The second film in my Philip Seymour Hoffman-athon wasn’t much better than the first. Hoffman and Laura Linney star as adult siblings dealing with caring for a father with dementia. It’s a dire, depressing little tale about two people forced to care for a man who’s never done anything but treat them like garbage, but who they now feel obligated to keep off the streets simply because they’re blood related. Hoffman gives another great performance here, and I guess the movie does do a good job of detailing how absolute horrible it must be to care for an invalid elderly parent. I get that. But it’s another one of those movies about writers, and it exists in that weird, Hollywood world where no one changes tires for a living and everyone has free time to sit at home writing novels or working on thesis papers. I liked the dynamic between Hoffman and Linney as adult siblings, it’s rare you see that on screen, but the script is kind of a bore and when it’s not a bore it’s dead set on simply being miserable for the sake of being miserable.
Gone Baby Gone
I missed Ben Affleck’s directorial debut when it blew through theaters earlier this year, but now it’s starting to get serious awards buzz which means Miramax is pimping it by sending out DVD screeners to shlubs like me. Am I glad they did. Ironically enough, Gone Baby Gone, the story of a private detective trying to find an abducted child, is the most purely entertaining and least depressing movie in my mad, end of the year movie cram. Instead of being preachy or soul-sucking, Affleck’s film is genuinely entertaining.
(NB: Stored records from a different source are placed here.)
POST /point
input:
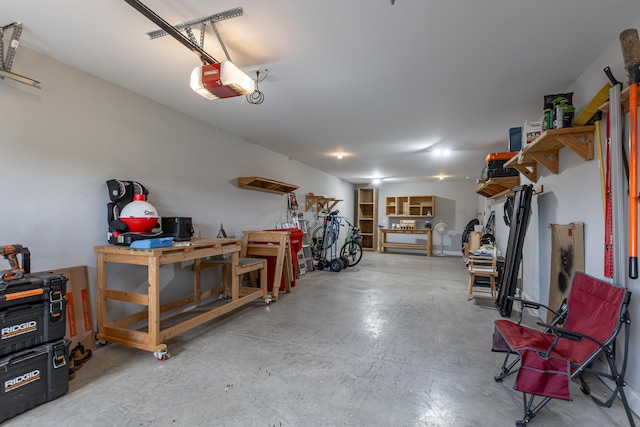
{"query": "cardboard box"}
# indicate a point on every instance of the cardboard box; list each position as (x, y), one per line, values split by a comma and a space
(79, 319)
(567, 257)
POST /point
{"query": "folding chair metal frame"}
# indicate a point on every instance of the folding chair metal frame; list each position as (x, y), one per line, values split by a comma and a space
(540, 356)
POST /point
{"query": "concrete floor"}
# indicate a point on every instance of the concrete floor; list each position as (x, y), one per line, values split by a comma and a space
(391, 342)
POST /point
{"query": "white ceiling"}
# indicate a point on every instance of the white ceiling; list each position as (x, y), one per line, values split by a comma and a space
(385, 84)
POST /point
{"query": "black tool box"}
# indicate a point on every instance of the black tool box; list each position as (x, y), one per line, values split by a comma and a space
(32, 377)
(33, 288)
(27, 325)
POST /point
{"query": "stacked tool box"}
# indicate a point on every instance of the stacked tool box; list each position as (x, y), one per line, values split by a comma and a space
(34, 355)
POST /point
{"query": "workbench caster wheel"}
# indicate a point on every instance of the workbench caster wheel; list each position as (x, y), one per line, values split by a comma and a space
(161, 356)
(336, 264)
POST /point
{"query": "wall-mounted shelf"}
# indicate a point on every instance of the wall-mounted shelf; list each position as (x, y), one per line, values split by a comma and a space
(545, 150)
(410, 206)
(624, 100)
(264, 184)
(325, 203)
(496, 187)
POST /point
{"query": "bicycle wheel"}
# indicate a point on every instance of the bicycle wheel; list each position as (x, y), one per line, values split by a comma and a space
(352, 251)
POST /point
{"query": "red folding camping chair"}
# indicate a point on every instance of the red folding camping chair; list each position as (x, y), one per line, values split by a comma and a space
(585, 328)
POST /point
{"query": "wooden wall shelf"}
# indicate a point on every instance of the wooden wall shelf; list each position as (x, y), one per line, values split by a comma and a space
(324, 203)
(545, 150)
(264, 184)
(496, 187)
(410, 206)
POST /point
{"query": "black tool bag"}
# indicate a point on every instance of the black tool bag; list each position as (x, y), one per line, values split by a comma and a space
(34, 288)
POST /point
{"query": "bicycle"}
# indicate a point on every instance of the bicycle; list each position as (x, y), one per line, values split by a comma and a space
(352, 248)
(324, 239)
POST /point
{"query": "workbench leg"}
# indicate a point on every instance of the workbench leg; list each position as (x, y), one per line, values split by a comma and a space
(197, 279)
(154, 301)
(101, 286)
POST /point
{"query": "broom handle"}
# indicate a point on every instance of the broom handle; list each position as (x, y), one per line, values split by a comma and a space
(633, 181)
(630, 43)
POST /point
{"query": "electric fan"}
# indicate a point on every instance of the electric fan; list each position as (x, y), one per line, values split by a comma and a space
(441, 228)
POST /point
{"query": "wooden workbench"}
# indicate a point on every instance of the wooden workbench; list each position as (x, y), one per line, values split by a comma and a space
(417, 231)
(152, 336)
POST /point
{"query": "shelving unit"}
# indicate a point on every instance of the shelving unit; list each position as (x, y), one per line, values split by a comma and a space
(265, 184)
(496, 187)
(368, 216)
(410, 206)
(545, 150)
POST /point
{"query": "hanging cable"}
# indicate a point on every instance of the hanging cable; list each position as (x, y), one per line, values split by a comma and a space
(256, 97)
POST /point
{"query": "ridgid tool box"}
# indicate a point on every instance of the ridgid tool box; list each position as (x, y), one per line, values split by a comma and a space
(27, 325)
(32, 377)
(494, 166)
(34, 356)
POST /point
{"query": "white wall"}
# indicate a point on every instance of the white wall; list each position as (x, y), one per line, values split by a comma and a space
(61, 143)
(574, 195)
(456, 204)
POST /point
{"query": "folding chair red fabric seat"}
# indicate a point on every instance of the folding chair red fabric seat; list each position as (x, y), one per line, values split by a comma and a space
(580, 333)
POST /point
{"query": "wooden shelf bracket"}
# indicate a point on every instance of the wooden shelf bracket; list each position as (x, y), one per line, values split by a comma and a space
(545, 150)
(324, 203)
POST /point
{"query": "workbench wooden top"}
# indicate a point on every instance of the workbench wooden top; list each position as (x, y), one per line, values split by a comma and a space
(197, 243)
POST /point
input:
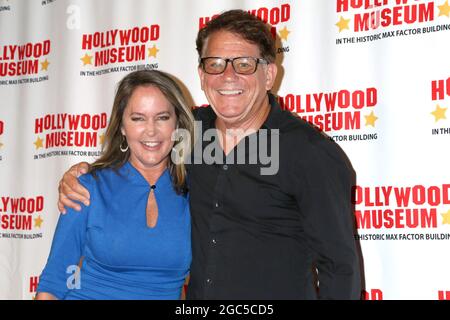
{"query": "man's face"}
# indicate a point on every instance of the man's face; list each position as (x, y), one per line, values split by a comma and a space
(235, 98)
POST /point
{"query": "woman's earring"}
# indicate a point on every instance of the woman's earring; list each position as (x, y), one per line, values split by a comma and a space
(123, 149)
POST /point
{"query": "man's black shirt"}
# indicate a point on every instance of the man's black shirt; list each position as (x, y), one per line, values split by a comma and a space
(258, 236)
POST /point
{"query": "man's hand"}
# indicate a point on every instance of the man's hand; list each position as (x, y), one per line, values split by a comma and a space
(70, 189)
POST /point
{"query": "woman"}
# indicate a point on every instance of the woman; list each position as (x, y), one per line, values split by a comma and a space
(133, 241)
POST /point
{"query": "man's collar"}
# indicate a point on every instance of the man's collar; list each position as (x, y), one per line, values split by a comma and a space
(208, 116)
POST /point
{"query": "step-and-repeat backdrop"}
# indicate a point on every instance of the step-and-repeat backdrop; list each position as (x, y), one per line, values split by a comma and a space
(372, 74)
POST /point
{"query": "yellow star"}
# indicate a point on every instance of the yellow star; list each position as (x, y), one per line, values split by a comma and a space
(370, 119)
(39, 143)
(38, 221)
(446, 217)
(444, 10)
(87, 59)
(101, 138)
(152, 51)
(343, 24)
(44, 65)
(284, 33)
(439, 113)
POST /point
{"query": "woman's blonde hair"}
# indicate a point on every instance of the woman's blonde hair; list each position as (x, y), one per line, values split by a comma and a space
(112, 156)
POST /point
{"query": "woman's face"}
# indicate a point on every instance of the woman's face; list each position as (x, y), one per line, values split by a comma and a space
(148, 122)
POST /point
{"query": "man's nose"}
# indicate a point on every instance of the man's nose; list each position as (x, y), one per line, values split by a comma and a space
(229, 72)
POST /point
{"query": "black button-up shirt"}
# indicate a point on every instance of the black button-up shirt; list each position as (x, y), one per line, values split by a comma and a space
(257, 236)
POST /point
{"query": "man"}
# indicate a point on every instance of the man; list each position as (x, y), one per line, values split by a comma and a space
(276, 234)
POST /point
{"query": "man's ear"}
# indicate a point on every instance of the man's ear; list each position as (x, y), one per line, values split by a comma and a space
(271, 75)
(201, 75)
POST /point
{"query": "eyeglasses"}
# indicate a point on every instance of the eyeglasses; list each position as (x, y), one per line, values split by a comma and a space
(241, 65)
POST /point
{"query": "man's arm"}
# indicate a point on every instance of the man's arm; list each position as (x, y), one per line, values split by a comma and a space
(324, 183)
(70, 190)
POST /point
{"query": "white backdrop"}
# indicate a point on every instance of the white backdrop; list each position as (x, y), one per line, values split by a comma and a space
(374, 75)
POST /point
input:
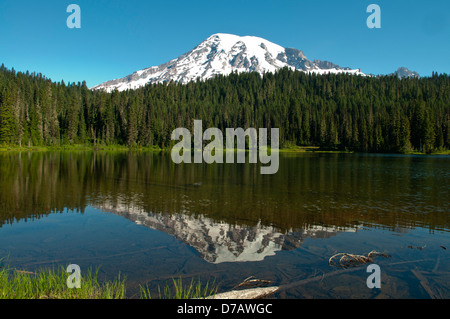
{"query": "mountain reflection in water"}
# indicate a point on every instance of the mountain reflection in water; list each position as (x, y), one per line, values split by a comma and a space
(219, 242)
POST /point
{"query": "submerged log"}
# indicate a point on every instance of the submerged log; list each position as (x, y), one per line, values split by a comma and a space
(253, 293)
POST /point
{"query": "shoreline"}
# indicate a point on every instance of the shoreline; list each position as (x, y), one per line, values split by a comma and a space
(124, 148)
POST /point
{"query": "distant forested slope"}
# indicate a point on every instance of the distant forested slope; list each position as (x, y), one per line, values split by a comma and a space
(335, 111)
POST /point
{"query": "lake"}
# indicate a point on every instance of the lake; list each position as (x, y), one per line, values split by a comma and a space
(152, 220)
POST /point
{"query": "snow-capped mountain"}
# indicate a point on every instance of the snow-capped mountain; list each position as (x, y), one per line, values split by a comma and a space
(222, 54)
(403, 72)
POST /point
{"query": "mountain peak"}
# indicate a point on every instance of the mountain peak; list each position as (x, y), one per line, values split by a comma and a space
(222, 54)
(403, 72)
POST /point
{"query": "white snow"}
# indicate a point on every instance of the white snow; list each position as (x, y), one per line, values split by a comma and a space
(216, 55)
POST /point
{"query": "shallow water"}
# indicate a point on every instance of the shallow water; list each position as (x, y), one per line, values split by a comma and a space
(152, 220)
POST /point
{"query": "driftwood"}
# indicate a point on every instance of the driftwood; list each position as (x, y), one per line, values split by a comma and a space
(351, 260)
(252, 293)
While the script is ultimately incredibly predictable, Casey Affleck’s performance is anything but. Meanwhile, surprise surprise, Ben Affleck may actually be a much better director than he is an actor. He has something, and the film is put together with the kind of confidence you’d usually expect from someone who’s spent a lot more time than Ben behind the camera. That said, I’m not sure where all the Oscar buzz comes from. Casey Affleck is good, but he’s even better in the Assassination of Jesse James, and if he gets nominated for anything it should be for that. The movie is good enough to get me really interested in whatever Affleck directs next, but it’s not the sort of film that really deserves any statues. Just an enjoyable, solid, thriller.